Even within a singular body of work, there can be a power struggle. Like the fight between good and evil, there could be two distinctly different elements clashing against each other. The pilot and second episodes for Van Helsing premiered on the same night, and they couldn’t be more different. The pilot, “Help Me,” is dark, grim and post-apocalyptic. We find ourselves after society has collapsed and is now controlled by feral, zombie-vampire hybrid creatures. They retain some intelligence but are nothing but a hollow, hungry shell of a former human. We can only glean what happened, but even then it is all said in vaguities. The entire attempt of this first episode is to build intrigue by offering crumbs about the past in order to bait us into becoming invested in the future. It creates a high-stakes, fast-paced environment with little time for delving into the character’s past in between the creature and human attacks.
The second episode, “Seen You”, offers a fuller image on the ambitious scope of the show. We see Vanessa’s (Kelly Overton) origins prior to her death coma, and we see her significance as the main character. The biggest difference between the first and second episode is the shift in character attention. The name of the show is Van Helsing, which means Vanessa should be the focus of the show. For most of the first episode, not only is she unconscious, but she is also condescendingly referred to as “Sleeping Beauty.” Meanwhile, this female-led show becomes a vehicle for a man, Axel (Jonathan Scarfe), as he hijacks the narrative and attention from who the focus should really be on.
By the time the first episode truly introduces us to Vanessa, we’re already forced to be invested in Axel, the only character with any development that we have no choice but to cling to if we want to continue watching this show. That cheapens the importance of Vanessa and makes her feel more like his sidekick than the actual lead of this story. It also betrays any anticipation the audience had about the show starting off with a strong, female character. Luckily, this all changes in episode two, when writer Simon Barry is introduced. His experience writing strong, female characters is evident, especially in his previous show, Continuum.

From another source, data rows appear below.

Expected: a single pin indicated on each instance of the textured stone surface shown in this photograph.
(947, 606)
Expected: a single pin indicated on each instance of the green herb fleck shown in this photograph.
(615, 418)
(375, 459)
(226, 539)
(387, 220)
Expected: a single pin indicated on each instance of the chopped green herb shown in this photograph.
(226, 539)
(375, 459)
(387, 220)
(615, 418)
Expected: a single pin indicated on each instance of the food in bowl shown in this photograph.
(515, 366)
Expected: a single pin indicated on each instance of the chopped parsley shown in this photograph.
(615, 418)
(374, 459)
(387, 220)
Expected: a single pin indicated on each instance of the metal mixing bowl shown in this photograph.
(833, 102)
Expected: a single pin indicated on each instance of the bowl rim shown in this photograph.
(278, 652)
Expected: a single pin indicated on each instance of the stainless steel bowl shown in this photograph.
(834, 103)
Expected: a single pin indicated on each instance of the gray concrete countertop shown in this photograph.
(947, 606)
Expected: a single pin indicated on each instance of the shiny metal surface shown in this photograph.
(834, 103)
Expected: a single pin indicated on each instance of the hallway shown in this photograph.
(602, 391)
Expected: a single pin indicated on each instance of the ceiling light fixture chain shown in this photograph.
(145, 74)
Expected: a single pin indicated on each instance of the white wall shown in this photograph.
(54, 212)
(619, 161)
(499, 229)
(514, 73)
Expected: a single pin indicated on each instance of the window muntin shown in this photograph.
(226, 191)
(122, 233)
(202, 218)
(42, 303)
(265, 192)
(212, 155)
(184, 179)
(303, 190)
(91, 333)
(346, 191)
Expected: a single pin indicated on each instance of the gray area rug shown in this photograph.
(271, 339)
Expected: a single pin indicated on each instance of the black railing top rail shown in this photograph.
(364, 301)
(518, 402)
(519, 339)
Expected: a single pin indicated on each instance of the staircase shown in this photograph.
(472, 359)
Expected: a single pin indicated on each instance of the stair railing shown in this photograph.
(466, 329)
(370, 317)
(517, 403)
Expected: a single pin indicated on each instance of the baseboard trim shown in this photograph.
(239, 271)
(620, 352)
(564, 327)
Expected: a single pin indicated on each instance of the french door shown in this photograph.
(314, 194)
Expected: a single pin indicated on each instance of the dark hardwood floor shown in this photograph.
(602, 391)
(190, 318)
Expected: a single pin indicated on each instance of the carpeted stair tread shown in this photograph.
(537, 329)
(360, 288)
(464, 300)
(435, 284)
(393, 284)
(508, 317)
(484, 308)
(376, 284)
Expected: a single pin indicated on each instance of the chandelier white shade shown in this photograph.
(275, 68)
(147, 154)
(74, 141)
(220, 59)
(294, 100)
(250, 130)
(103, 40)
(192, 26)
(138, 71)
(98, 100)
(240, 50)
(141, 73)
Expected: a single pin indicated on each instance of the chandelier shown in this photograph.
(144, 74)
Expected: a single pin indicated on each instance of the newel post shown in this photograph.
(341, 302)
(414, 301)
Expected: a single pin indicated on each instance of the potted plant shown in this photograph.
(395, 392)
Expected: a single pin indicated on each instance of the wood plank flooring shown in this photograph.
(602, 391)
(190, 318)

In this episode, we become emotionally invested in the character right away as we witness tenacity, strength and compassion as a single mother just trying to survive. This is the character we were promised, and Barry delivers. By all respects, this episode should have been the introduction to the series because watching the first episode alone is enough to disinterest the average viewer. The second episode also introduces a better understanding of the world we were thrust into during the first episode. It adds a layer of complexity to what had appeared to be another Walking Dead type, post-apocalyptic survival show on its surface. There are clear-cut villains and a group that Vanessa will likely have to deal with, in line with the type of storytelling her character’s name originates from. This episode was the bait, and I’ll be the first to admit it managed to hook me after very nearly losing my interest entirely.
There is no doubt that this is a SyFy channel show. The undeniable canned visual feel from the many shows that the channel produces has a noticeable characteristic. It has a clean, professional, mid-budget and mass produced quality that clearly marks the show. This isn’t so much a negative comment as it is an observation of the show’s style. Veteran SyFy TV show director Michael Nankin doesn’t do much to help the show stand out visually. He uses the same filming style we have come to expect from a sci-fi/horror show on this network. I’m hoping that changes in the future as the show begins to develop more of its own personality, but the tried-and-true technique will suffice for now.
My hope for Van Helsing is that it continues the energy and ambition of the second episode with the continued chemistry of our two leads (eventually skewing more towards Vanessa) in the first episode. Under the guidance of Simon Barry, who directs and writes a few of their upcoming episodes, this show can awaken from its comatose beginnings and become something exhilarating.